The utility of biochemical and molecular markers is based on finding tight linkages between RFLP markers and the target genes. Major genes tagged with molecular markers hitherto in rice linkage groups are listed in Table 2.

Once a gene is tagged with molecular markers, it can easily be transferred to other varieties by indirect selection with the molecular markers in the progeny from an appropriate cross. Tagging genes for blast resistance, bacterial blight resistance and insect resistance may ultimately lead to marker-aided selection and the cloning of those genes via chromosome walking (marker-based gene cloning) [314, 326, 596].

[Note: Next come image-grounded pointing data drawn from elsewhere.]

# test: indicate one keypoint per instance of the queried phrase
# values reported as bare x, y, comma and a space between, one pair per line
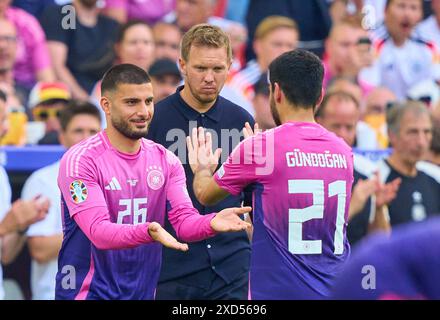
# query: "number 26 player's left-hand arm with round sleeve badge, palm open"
86, 204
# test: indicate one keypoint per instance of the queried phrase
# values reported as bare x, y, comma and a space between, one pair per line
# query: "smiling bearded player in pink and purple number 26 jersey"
116, 188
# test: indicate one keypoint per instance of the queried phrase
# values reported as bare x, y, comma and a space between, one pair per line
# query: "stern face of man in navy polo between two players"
205, 73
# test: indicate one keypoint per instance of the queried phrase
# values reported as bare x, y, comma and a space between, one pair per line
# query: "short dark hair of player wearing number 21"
299, 74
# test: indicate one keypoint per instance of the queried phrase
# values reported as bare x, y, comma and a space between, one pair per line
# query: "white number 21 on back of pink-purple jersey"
316, 211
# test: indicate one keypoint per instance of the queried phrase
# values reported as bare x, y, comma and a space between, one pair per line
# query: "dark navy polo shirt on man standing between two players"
226, 255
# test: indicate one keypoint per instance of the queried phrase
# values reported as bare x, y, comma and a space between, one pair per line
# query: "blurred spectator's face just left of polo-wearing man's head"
167, 39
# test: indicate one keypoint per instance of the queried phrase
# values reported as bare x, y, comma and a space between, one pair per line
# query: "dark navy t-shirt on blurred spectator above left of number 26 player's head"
90, 49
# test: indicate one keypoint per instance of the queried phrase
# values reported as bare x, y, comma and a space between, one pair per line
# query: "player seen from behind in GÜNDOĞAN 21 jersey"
301, 176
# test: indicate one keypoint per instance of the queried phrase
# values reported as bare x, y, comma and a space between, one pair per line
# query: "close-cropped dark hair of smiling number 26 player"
123, 74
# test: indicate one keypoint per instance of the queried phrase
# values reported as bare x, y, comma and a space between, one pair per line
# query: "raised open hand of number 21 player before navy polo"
200, 154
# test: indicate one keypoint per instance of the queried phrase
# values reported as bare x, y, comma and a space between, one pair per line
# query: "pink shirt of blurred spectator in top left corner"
32, 62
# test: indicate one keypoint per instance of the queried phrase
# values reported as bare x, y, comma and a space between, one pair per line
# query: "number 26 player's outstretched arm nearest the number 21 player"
185, 219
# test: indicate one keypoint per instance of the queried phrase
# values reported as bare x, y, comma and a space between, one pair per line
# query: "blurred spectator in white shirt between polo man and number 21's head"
274, 36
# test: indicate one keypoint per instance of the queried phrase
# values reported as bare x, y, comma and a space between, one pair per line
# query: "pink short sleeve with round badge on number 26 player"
78, 183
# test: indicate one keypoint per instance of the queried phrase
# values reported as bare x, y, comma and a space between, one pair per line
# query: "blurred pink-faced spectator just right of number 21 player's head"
347, 51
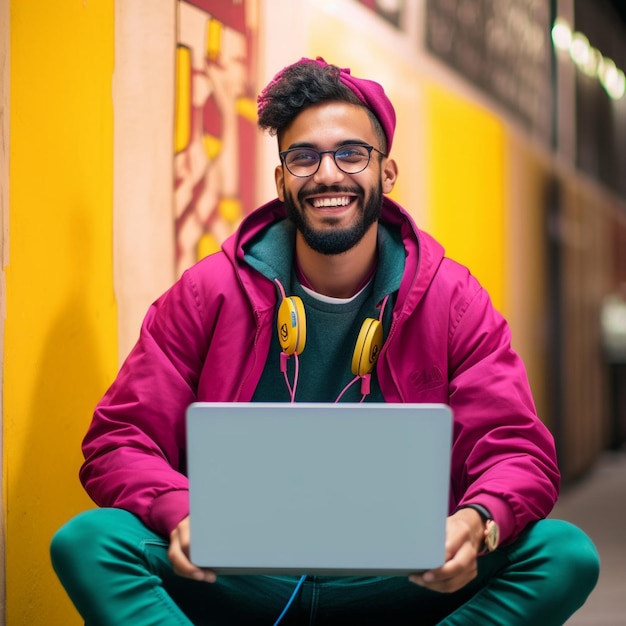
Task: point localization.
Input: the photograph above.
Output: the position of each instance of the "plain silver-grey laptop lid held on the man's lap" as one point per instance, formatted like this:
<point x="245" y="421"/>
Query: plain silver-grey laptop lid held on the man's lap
<point x="321" y="489"/>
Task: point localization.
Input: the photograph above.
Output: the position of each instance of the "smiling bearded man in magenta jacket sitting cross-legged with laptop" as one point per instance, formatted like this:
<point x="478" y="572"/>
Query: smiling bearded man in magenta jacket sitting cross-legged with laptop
<point x="338" y="251"/>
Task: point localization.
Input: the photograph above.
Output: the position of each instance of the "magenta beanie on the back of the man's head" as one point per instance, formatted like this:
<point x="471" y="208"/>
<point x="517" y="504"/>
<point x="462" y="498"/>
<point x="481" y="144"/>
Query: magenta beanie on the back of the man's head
<point x="369" y="92"/>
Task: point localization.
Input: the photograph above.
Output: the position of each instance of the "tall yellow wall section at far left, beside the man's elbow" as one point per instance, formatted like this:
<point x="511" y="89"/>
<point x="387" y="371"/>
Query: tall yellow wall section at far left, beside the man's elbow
<point x="60" y="331"/>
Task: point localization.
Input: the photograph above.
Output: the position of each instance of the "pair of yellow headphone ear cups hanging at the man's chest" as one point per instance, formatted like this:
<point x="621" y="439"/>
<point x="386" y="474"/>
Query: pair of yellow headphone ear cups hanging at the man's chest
<point x="291" y="324"/>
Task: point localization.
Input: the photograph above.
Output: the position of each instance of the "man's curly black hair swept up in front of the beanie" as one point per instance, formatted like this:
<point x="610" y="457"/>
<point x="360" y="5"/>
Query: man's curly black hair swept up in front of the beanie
<point x="299" y="86"/>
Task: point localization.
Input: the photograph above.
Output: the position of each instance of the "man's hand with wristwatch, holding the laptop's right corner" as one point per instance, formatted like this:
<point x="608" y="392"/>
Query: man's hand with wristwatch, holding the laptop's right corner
<point x="464" y="539"/>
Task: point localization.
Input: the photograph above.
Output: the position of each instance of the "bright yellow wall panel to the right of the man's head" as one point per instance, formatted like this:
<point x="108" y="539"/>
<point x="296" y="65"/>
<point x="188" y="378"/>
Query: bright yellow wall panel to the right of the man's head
<point x="466" y="186"/>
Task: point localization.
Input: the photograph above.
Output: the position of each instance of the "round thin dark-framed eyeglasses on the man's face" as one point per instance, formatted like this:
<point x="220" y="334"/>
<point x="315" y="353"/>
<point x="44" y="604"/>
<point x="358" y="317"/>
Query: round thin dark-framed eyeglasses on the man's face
<point x="350" y="159"/>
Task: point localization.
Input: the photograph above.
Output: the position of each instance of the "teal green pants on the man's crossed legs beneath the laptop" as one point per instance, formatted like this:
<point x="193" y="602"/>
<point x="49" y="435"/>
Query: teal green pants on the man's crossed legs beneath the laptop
<point x="116" y="572"/>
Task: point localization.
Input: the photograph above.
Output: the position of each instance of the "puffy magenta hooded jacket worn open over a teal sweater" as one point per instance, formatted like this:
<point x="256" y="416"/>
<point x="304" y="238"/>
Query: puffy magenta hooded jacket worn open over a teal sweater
<point x="207" y="339"/>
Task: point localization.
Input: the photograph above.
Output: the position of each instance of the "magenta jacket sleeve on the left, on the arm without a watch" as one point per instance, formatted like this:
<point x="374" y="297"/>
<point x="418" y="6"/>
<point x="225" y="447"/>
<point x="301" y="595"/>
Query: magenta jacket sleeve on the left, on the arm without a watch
<point x="134" y="447"/>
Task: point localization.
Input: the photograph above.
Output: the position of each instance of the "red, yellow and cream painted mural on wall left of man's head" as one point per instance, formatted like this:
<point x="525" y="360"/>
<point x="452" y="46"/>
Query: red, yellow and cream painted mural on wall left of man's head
<point x="215" y="123"/>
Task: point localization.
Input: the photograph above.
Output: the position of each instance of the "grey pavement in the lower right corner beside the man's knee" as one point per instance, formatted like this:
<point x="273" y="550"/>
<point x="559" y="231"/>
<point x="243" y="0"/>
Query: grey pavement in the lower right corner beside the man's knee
<point x="597" y="504"/>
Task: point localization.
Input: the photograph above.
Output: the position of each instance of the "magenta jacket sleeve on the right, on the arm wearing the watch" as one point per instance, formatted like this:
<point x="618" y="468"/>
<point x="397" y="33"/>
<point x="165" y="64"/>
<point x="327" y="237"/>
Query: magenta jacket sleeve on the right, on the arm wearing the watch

The rice gene Xa-21 which confers resistance to Xanthomonas campestris pv. oryzae race 6 was already cloned by the map-based cloning [440, 441, 640, 647]. The transgenic plants showed high levels of resistance to pathogens [541].

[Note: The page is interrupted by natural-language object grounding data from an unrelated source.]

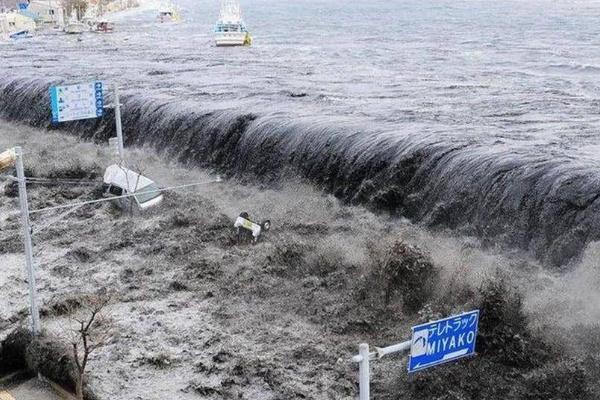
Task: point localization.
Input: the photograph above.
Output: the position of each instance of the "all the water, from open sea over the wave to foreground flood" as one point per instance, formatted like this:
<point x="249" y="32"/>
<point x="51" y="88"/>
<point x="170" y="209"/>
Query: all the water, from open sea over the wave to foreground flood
<point x="475" y="117"/>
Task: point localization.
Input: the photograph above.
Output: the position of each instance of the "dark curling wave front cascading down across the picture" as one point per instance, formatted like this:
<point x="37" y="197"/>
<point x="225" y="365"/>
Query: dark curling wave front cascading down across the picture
<point x="545" y="205"/>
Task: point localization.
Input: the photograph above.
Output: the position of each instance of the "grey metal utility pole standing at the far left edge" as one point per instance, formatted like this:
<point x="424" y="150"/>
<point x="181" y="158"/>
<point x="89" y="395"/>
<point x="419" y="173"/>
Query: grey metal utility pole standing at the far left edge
<point x="35" y="315"/>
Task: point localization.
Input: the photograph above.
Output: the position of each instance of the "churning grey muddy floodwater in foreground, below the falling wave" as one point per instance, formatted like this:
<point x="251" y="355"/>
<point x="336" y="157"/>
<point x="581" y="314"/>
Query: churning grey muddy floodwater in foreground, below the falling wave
<point x="197" y="316"/>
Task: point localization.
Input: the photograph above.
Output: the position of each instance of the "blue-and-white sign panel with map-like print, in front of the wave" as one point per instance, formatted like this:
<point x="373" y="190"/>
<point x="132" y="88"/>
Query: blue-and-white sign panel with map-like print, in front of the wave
<point x="83" y="101"/>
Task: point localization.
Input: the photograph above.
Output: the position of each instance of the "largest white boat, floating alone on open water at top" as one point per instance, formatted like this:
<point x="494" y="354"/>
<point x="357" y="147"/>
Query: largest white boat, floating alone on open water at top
<point x="230" y="29"/>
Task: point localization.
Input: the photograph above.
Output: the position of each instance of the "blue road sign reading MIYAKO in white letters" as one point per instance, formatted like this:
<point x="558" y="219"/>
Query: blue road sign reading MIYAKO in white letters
<point x="439" y="342"/>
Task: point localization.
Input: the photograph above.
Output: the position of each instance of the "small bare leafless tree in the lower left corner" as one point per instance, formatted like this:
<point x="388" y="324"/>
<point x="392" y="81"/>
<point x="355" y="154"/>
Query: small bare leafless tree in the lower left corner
<point x="90" y="330"/>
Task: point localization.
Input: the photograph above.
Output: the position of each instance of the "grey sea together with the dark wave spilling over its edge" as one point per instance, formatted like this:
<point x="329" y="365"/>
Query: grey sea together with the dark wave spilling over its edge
<point x="453" y="113"/>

Mapping of quantitative trait loci (QTLs) in various characters provide precious information for establishing breeding programs, and the extensive cooperation among various institutions is desirable for this purpose, using common materials such as recombinant inbreds (RI), doubled haploids (DH) and backcross families (BC) under different environmental conditions [266, 279, 557, 595, 678]. Chromosomal regions associated with marker segregation distortion were estimated by comparative linkage mapping between different population types (BC, F₂, DH and RI )[660].

Genetic linkage maps constructed on the basis of orthologous loci were compared with each other in rice, wheat and maize [4, 48, 260, 626]. It was revealed that gene content and orders are highly conserved between different species within the grass family. Some chromosome rearrangements involving inversions and transpositions have arisen during or after speciation [46, 330, 331, 332]. Comparative maps may provide an opportunity to identify not only major gene loci but also QTLs of agricultural importance such as disease and insect resistance, flowering time, shattering and other seed characters [46, 265, 419].

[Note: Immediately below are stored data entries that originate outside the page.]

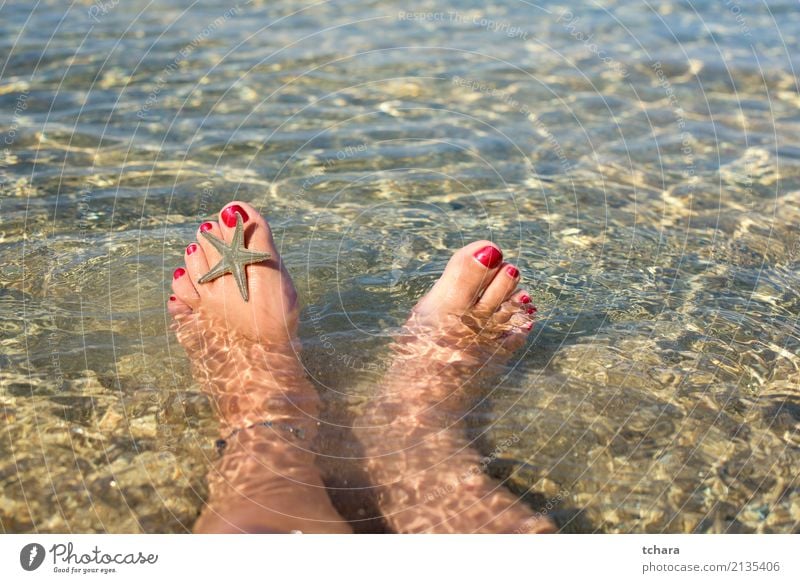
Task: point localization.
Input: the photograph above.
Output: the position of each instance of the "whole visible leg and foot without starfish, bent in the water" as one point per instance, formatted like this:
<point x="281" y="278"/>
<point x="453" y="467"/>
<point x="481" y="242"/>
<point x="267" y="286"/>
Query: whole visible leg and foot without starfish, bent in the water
<point x="428" y="477"/>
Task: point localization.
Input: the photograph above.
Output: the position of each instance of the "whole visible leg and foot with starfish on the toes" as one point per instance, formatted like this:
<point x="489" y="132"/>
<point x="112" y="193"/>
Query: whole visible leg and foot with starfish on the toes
<point x="244" y="354"/>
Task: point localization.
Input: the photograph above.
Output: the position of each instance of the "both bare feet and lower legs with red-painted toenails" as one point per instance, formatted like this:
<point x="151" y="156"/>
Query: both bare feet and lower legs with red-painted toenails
<point x="417" y="458"/>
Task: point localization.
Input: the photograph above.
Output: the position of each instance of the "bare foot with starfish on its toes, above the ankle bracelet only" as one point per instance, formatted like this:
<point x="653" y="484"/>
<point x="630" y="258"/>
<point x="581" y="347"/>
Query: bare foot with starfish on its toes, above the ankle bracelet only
<point x="228" y="339"/>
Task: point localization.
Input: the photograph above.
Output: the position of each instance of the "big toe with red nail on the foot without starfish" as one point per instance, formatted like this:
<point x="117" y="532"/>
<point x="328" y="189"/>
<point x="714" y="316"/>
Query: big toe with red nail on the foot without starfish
<point x="467" y="274"/>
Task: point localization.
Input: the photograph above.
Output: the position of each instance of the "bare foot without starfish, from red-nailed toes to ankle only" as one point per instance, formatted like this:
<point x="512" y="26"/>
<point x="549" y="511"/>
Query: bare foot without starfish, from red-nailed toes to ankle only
<point x="469" y="323"/>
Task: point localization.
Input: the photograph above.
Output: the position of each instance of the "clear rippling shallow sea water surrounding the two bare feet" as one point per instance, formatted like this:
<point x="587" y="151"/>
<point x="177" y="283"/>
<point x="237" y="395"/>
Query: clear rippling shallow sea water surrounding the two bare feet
<point x="645" y="178"/>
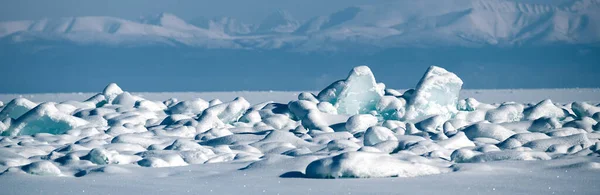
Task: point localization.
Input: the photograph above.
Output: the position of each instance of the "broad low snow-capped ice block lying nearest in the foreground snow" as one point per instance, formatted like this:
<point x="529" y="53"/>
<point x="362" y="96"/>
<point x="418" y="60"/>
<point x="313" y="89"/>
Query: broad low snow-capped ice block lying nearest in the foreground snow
<point x="368" y="165"/>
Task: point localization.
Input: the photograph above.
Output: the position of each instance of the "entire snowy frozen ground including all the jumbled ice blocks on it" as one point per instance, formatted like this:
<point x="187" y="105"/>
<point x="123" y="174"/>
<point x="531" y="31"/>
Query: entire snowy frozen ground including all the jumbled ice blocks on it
<point x="353" y="137"/>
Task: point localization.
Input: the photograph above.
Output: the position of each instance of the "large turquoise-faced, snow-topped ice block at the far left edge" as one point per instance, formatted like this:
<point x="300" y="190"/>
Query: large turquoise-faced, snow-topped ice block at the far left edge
<point x="45" y="118"/>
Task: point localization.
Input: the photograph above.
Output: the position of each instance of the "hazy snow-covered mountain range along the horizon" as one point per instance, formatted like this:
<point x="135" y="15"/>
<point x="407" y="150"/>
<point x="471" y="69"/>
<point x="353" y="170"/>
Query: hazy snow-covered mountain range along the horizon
<point x="423" y="23"/>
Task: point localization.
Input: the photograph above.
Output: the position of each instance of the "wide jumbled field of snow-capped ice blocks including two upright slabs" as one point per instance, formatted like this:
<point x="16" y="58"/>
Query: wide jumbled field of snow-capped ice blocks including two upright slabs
<point x="353" y="128"/>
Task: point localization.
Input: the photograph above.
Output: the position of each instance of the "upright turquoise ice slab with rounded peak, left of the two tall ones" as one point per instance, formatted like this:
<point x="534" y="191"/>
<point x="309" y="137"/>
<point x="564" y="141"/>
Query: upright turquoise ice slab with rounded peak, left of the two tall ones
<point x="358" y="94"/>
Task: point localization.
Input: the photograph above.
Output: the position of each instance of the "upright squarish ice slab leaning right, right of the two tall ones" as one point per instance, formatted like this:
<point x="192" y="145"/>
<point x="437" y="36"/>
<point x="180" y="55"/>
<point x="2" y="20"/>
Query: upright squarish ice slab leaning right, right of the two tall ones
<point x="436" y="94"/>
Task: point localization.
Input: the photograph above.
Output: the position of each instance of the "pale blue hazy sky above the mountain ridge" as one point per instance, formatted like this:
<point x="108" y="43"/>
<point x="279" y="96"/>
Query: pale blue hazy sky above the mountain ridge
<point x="245" y="10"/>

Construction of a rice physical map covered by YAC or BAC clones have reached over half of the genome length [261], and also high resolution map of chromosome 4 was presented [673]. Physical maps are an important resource for most molecular research facilitating positional cloning of conventional genes, sequencing of genomic DNAs and analysis of chromosome and genome structure in detail.

In situ hybridization is another effective method for localizing specific DNA or RNA sequences on chromosomes [67, 68, 177]. Considerable variation was detected between genetic and physical maps of several chromosomes [86, 542]. Rice 5S and 17S rRNA genes (rDNA) have been mapped simultaneously by multicolor fluorescence in situ hybridization (McFISH) [384]. FISH is also effectively used for visualization of cloned genes and molecular markers. As an example, physical loci of the rice blast genes, Pib and Pita-2 and a rice A genome-specific tandem repeat sequence (Trs A) were clearly visible on the chromosomes [365, 385].

Thus, genome research in rice is going to enter into a new era. By applying the basic information on new linkage mapping, many efficient and reliable means for rice breeding will be developed in near future.

The author is greatly indebted to Dr. I. Takamure from the Faculty of Agriculture, Hokkaido University for his assistance.